"Impossible is just a big word thrown around by small men who find it easier to live in the world they've been given than to explore the power they have to change it. Impossible is not a fact. It's an opinion. Impossible is not a declaration. It's a dare. Impossible is potential. Impossible is temporary. Impossible is nothing." -Muhammad AliWhen I first started working on carrying out my To Do List, I stalled - it felt like it would be impossible to do everything. And it was, but it definitely wasn’t impossible to get started with what I could. It felt empowering to cross some stuff out - threads with Feyra and Torc; add some edits to Calligraphy wiki; eat a salad; hug my mom; and chill with cats, just to name a few.
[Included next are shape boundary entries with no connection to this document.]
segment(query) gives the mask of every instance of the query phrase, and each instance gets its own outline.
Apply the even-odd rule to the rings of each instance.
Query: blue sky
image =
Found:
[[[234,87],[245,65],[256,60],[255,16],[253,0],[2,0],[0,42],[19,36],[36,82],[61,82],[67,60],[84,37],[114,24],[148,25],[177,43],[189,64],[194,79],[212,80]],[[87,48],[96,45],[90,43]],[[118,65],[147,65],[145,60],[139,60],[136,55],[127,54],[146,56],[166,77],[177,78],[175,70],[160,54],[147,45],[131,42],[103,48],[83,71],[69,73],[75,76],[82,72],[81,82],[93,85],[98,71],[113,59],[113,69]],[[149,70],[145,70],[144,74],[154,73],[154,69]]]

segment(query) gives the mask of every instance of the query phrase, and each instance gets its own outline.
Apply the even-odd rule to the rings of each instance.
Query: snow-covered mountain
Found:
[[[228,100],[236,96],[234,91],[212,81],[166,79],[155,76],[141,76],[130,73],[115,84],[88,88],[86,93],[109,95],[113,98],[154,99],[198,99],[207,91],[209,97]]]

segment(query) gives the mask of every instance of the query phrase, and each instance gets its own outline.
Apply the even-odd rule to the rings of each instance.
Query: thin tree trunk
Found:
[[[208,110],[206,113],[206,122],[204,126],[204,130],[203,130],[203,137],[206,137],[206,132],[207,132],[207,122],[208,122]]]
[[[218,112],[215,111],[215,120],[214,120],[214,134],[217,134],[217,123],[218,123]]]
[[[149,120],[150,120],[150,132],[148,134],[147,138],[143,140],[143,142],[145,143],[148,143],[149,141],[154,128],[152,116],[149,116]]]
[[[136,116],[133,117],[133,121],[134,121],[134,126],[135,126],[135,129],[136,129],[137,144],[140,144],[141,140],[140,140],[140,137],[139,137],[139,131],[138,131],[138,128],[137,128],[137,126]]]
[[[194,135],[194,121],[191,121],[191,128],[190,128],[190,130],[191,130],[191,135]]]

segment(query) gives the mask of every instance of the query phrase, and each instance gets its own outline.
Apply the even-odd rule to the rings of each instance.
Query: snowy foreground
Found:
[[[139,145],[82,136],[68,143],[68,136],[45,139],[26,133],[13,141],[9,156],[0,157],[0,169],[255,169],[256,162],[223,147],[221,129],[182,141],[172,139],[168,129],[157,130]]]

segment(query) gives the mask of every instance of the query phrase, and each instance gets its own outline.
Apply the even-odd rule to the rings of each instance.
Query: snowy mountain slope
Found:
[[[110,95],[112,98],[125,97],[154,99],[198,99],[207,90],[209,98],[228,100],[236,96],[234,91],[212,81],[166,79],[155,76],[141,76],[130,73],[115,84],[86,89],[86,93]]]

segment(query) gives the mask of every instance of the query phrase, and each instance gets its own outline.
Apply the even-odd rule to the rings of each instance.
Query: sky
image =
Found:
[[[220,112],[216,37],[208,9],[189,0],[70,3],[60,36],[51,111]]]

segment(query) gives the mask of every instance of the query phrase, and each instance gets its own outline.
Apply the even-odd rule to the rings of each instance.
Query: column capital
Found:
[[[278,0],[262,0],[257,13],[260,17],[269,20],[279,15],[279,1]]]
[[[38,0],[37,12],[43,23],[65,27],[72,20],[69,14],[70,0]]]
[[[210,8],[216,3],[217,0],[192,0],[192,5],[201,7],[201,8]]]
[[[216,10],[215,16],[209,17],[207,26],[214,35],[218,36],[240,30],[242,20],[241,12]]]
I even met up with an old friend and went rock climbing (my arms are so sore, but it was worth it to ring the bell at the top!) Oh and today was free Italian Ice day at Ritas. ~Good Times
Now on to focus on Vala, who I feel I have been cruelly neglecting due to other chores and duties.
Oh before I forget -----> DRAW A PICTURE OF VALA (note to self)
Anyway I know I should let her write herself, keeping her true to her motives, but I have some major life goals for Vala that I don’t want to lose in my muddled mind.
~ Master Glassblowing!!!!
~ Gnosis mark from Priskil and Izurdin (more if its possible)
~ Help Torc craft Aquiras’ heart (If he’ll let me)
~ Bear a child (no idea from who yet, but preferably from a different race)
~ Get sick from child birth - I’ll come up with some horrible incurable condition
~ Transform into a Nuit to stay ‘alive’
I read a lot, mostly non fiction nowadays, but I use to love fantasy and sci-fi more than real people - kids were annoying and wanted me to share my candy. I remember the good ole’ days - staying up until 2 am, reading with just my bed light on, ensconced in my fluffy blankets. I use to think that an open book would keep the monsters away, so it was ok to read outside of my blanket force field. (Just to explain. A blanket force field is when you cocoon your body and head in the blankets - it only activates when everything is covered, and then the monsters can’t get you.) Anyway to my main point - a well rounded character makes or breaks a story.
I concede some stories are event driven, characters are more or less symbols of humanity. (Thank you AP Language and Composition and AP Literature -.-) but those weren’t the books I read as a kid, for one simple reason - they didn’t let me escape.
I read to escape: myself, my family, my life.
I almost got into a fist fight with a girl because she called fantasy books “Stupid.” She argued that they made no sense and there was no reason to read them. She was one of those girls that read Gossip Girl books, real life books about cliques and boy drama. I, heck we all, deal with that kind of drama crap everyday - why would I want to read about it in my free time? Sure fantasy has a lot of real life elements and drama but it gives me the distance I need not to make it too personal and remind me of how bad I feel - instead I can feel sad for and laugh at the poor sap who’s planet got blown up for a intergalactic bypass.
Wow I totally got sidetracked by that little rant. I mostly wanted to talk about how I was going to flesh out Vala’s character. In the few threads she’s had, Vala has come out to be shallow, petty, idiotic, a suck up, and hardworking. Sure she is all that and more, but if connected, those traits don’t make sense together, yet.
To be honest, Vala is more like me than I will ever admit. She’s a little crazier and can get into more adventures, but like her, I am a nice jackass (muhahaha I’m an oxymoron)
Anyway, I want to apologize, to anyone I thread with and the mods that read my threads, if her reactions seem unnatural (tell me if you think they were really unexpected and I’ll check it out). They will all make sense once her background is fleshed out. (like Vala, few people understand why I react the way I do in some situations). I’m probably more transparent than I make myself out to be, but like most teenagers I still like to tell my parents I’m ‘complicated’.